Book Explores How Legal Thinking — and Law Itself — Evolved in 20th Century
G. Edward White

G. Edward White is a David and Mary Harrison Distinguished Professor of Law. Photo by Jesús Pino

April 17, 2019

To truly understand law today, look at how it rapidly changed in the 20th century, University of Virginia law professor G. Edward White says in his new book, the third and final installment in his “Law in American History” series.

Published this week by Oxford University Press, “Law in American History, Volume III: 1930 to 2000” covers how law and legal education evolved in the modernist age.

The 20th century saw more Americans gaining suffrage rights, the increase of industrialization and capitalist economies, shifts in both higher education and legal education, all-out war, a growing federal bureaucracy and changing attitudes about causal agency. All of these changes affected legal thinking to various degrees.

“Humans are thought of as controlling their destinies in a fashion they were not previously thought of doing,” White said.

Modernist views reject the idea that the law is a collection of timeless, set principles, he said. Instead, the law is viewed as changing over time, and changeable by legal interpreters. A related shift toward “legal realism” changed how judges were viewed, he added, from impartial legal scientists to impressionable lawmakers.

“Legal realism suggested that the law is what people in power mean it to be,” White said.

World War II changed that, he argued. Law school faculty and students who served in the military sought to draw distinctions between free democracies like the Allies and totalitarian regimes like the Axis powers and Soviet Union. Realism’s emphasis on the capacity of human actors to “make” law in accordance with their own ideologies seemed uncomfortably close to a justification for totalitarian regimes.

What emerged in response was “process theory” — the idea that legal institutions worked together toward common values while keeping each other in check.

“To really understand the legal process, you have to get into the weeds to determine exactly what these institutions are doing, what they do well and what they don’t do well,” White said. “All of that together creates a kind of morality of the process.

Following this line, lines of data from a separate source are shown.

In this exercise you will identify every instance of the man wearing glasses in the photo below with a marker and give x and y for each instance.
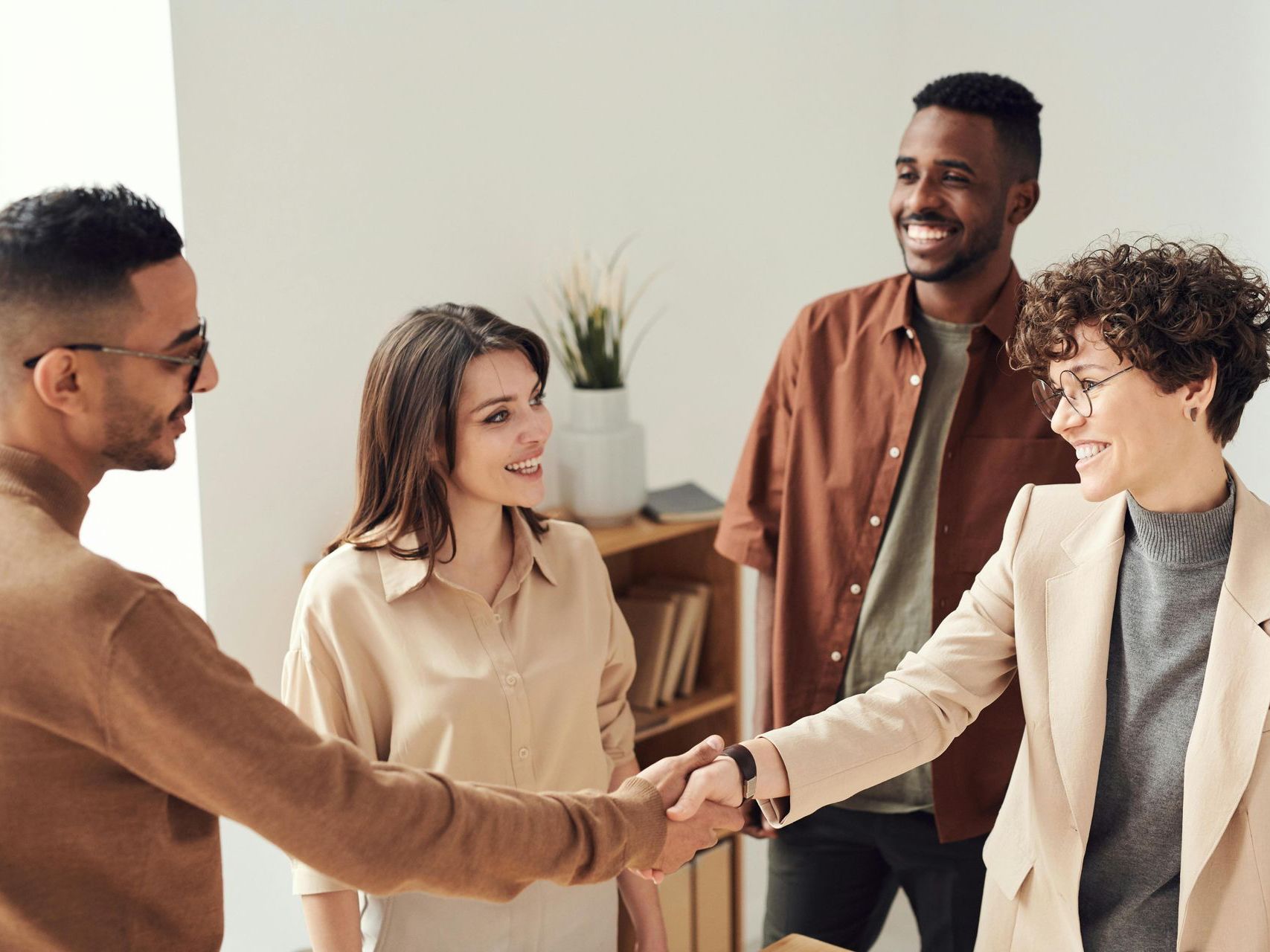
(874, 485)
(124, 731)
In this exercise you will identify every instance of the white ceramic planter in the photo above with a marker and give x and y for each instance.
(601, 458)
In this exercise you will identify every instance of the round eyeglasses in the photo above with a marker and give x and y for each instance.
(195, 363)
(1071, 389)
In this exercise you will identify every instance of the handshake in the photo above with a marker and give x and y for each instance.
(702, 796)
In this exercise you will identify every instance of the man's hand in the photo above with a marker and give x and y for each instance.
(686, 838)
(719, 782)
(671, 774)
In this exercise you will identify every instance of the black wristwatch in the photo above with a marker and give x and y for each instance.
(748, 770)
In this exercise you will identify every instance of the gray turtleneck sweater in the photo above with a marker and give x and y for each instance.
(1170, 580)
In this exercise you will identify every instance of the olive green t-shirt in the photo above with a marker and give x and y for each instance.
(896, 612)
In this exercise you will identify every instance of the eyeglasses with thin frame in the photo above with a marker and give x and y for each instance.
(195, 362)
(1072, 389)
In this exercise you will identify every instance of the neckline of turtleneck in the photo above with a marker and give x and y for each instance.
(1183, 538)
(25, 474)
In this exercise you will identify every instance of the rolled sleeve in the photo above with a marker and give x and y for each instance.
(749, 530)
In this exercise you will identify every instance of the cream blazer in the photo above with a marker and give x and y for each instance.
(1042, 610)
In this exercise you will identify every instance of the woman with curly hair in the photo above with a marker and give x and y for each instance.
(1135, 610)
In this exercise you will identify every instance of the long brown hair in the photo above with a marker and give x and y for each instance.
(409, 415)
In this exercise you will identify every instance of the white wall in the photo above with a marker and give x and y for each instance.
(344, 161)
(86, 98)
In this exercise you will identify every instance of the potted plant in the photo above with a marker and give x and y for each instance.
(601, 451)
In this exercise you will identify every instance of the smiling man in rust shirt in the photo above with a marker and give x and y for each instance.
(124, 731)
(875, 481)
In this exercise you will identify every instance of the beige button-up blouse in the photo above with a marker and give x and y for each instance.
(528, 692)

If the process works well, if it truly checks institutions, then it protects the rights of individuals and it harmonizes with democracy.”

Another 20th-century development was that legislation increasingly supplanted common law doctrines — what White calls “statutorification.” The process resulted in uniform model laws for commercial transactions, criminal enforcement and civil procedure.

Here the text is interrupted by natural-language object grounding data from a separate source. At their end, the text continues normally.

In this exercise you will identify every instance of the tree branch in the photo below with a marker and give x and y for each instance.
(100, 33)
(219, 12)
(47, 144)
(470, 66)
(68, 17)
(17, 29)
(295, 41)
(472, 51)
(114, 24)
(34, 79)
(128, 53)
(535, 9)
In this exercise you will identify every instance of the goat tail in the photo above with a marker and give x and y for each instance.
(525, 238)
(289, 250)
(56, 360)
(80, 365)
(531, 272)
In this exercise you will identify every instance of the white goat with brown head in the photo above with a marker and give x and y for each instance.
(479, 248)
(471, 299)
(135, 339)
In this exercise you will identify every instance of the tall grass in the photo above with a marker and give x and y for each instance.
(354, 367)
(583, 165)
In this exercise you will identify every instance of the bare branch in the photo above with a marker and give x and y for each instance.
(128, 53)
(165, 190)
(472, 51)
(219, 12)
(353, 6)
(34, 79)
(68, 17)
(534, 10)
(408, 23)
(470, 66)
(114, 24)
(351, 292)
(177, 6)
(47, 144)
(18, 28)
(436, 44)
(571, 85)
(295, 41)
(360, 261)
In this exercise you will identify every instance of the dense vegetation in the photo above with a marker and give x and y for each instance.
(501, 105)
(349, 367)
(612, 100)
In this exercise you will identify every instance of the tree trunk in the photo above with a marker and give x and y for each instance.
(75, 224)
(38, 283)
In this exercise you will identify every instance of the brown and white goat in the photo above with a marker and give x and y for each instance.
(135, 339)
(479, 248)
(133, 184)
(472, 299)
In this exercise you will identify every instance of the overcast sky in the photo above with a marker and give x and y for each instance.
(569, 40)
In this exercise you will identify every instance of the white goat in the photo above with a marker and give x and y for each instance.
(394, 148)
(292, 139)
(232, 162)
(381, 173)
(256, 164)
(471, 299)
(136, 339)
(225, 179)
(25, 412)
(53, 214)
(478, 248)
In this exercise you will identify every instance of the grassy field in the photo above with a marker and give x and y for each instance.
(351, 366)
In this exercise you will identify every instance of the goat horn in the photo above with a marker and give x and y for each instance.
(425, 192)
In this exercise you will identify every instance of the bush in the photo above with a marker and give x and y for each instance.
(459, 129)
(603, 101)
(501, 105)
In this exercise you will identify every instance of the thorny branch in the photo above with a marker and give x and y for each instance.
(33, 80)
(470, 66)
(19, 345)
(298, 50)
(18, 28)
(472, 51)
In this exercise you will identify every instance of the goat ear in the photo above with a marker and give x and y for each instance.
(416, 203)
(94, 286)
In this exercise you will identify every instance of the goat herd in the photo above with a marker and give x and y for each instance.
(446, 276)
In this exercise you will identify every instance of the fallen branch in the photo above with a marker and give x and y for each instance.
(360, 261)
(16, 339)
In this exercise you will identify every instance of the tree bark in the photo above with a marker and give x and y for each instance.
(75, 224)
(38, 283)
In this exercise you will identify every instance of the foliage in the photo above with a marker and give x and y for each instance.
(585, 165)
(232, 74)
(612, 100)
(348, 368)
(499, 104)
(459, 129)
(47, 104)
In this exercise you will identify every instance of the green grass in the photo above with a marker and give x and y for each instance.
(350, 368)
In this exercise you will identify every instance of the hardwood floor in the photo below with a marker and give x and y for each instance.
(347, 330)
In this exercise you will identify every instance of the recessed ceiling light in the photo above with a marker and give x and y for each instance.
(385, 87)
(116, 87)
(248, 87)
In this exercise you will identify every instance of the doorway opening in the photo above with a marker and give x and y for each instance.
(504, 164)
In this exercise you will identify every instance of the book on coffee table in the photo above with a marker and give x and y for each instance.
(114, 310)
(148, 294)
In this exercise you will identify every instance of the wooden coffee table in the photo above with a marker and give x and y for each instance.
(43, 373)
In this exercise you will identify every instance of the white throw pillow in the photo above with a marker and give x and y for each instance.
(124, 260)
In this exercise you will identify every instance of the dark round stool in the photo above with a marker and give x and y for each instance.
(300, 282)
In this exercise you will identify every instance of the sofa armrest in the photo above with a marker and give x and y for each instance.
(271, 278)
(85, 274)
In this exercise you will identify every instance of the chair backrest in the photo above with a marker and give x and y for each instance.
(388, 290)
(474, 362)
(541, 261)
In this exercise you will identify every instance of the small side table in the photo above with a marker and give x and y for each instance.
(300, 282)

“It’s a phenomenon that stretches from the first workers’ compensation statutes right down through the adoption of the Uniform Commercial Code in the 1960s,” he said. “Statutorification of common law subjects extended over the course of the 20th century and has had a major impact.”

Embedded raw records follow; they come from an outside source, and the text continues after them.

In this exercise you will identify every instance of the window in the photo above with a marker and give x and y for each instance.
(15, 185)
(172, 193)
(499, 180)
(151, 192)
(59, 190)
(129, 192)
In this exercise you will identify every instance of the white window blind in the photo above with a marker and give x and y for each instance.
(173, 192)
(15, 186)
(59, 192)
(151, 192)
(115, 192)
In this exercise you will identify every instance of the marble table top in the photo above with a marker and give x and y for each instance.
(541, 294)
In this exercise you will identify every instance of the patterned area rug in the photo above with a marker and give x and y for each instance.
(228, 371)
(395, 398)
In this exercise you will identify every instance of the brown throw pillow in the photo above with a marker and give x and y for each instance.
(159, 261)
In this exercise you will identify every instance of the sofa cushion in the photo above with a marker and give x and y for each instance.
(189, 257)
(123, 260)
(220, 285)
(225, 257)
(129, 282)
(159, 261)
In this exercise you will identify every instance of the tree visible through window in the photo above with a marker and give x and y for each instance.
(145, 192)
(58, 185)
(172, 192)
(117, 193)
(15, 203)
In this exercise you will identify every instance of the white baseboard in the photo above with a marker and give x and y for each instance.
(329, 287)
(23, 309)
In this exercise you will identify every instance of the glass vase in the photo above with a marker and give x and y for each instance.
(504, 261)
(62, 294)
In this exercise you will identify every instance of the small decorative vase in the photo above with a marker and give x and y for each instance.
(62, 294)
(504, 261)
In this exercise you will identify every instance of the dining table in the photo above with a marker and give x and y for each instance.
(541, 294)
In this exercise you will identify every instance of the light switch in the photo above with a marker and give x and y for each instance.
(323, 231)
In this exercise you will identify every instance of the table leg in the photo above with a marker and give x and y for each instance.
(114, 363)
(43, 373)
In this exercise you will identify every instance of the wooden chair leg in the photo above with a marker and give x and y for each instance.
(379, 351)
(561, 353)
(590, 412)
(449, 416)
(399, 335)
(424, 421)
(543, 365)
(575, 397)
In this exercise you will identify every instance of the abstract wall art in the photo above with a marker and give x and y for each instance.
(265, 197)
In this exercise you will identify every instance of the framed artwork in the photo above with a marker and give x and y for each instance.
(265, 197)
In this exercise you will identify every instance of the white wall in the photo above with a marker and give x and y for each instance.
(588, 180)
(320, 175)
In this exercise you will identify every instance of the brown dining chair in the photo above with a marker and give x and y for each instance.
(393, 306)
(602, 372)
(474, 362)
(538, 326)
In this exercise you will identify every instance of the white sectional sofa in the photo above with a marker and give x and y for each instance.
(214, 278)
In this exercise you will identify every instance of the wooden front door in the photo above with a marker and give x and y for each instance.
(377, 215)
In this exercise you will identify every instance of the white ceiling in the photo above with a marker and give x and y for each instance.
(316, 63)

The U.S. Supreme Court changed, too, said White, noting how over a century the justices swayed from judicial guardianship of constitutional rights against legislative interference with them, to deference to other branches of government, to a review stance, which he calls “bifurcated review,” which alternated deferential and aggressive review of other-branch decisions, depending on the subject matter they affected.  

The book’s final chapter examines how contrasting political and judicial questions came to a head in Bush v. Gore, which halted the 2000 presidential ballot recount in Florida.

Several commentators have argued that the Supreme Court should have deferred to decisions by the Florida Supreme Court and legislature under the “political question” doctrine, which cautions courts from deciding cases where state courts or legislatures have decided issues that seem peculiarly suited for the political process. White reviews the 20th-century history of the political question doctrine to suggest that the Rehnquist Court’s intervention in Bush v. Gore was neither unprecedented nor inappropriate.

White, a David and Mary Harrison Distinguished Professor of Law, has published 17 previous books and has won numerous accolades, including final listing for the Pulitzer Prize in history, the Silver Gavel Award from the American Bar Association, the James Willard Hurst Prize from the Law & Society Association, the Littleton-Griswold Prize from the American Historical Association, the Scribes Award and the Association of American Law Schools’ Triennial Coif Award.

His first two volumes in the “Law in American History” series, covering from the colonial era to the Civil War and from Reconstruction through the 1920s, were published in 2012 and 2016, respectively.